If you really think that you should only get what you work for, give back every Christmas or birthday present or any gift you’ve gotten or are getting in the future immediately. Turn down any bonus you get at work. Hell start paving your own roads.
Supporting others, especially family, is a good human trait, and shouldn’t be erroded.
I grew up in the boat of not ever expecting any type of inheritance. Then my dad remarried and it is a thing, and that discussion that makes me really uncomfortable. I am in the first camp. I don’t feel any sense of ownership or entitlement to that money.

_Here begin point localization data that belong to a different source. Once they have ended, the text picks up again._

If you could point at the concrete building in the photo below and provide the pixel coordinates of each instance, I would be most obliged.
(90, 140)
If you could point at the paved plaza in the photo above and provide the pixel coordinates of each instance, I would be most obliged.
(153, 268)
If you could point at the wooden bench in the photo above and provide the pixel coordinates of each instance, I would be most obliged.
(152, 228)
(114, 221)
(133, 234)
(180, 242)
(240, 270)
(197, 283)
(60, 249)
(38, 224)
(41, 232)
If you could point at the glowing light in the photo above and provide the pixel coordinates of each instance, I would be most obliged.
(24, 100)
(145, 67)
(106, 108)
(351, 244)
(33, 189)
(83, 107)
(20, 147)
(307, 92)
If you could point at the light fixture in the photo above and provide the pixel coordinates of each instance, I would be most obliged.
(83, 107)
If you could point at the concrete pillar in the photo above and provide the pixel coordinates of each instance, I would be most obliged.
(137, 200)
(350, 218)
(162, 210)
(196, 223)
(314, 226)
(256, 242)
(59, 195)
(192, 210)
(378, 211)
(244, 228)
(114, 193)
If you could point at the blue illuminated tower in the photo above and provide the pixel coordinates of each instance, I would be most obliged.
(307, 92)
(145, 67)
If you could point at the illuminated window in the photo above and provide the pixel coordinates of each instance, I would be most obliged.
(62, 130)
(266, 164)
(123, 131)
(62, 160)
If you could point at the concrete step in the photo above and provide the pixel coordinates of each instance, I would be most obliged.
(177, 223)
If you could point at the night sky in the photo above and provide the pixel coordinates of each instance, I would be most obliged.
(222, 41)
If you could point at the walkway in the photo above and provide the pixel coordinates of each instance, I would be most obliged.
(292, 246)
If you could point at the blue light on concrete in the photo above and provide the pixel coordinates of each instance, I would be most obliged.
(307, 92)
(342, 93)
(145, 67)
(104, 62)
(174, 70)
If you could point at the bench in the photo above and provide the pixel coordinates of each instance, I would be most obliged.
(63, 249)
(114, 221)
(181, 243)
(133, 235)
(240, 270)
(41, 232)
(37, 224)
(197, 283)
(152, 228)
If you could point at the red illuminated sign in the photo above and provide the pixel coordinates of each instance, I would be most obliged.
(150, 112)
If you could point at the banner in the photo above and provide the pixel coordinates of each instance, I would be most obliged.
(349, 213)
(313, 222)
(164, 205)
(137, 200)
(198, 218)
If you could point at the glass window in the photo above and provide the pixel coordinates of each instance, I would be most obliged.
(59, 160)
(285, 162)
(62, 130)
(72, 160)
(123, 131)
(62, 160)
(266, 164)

She wants to go on a fancy trip to Bali? Good for her.
New car? Awesome.
He raised me, that was his responsibility. He did a great job and that’s all I needed.
I am sure there will be something left but I’m not hedging all of my bets on it. Work bonus stays with me, though.
I’m sorry if this is worded weirdly; my dad passed away two years ago and I am still getting used to the past tense.
I don’t think rejecting Christmas gifts is on par with telling your parents not to enjoy themselves because you want their money when they die.
I’m going to spend my money and wealth as I see fit. I will not raise my children to bank on me dying before they turn 60 (realistically they’re gonna have to deal with me for a long time) so they can inherit some sum of cash.
For context, I never expected any inheritance from either parent when they died. Neither did I get anything except for a pair of gloves.
I’m setting up my kids for their own success. 529 plan, lessons in work ethic and social skills. I donate often, and might leave some funds behind but real support shouldn’t have to be monetary.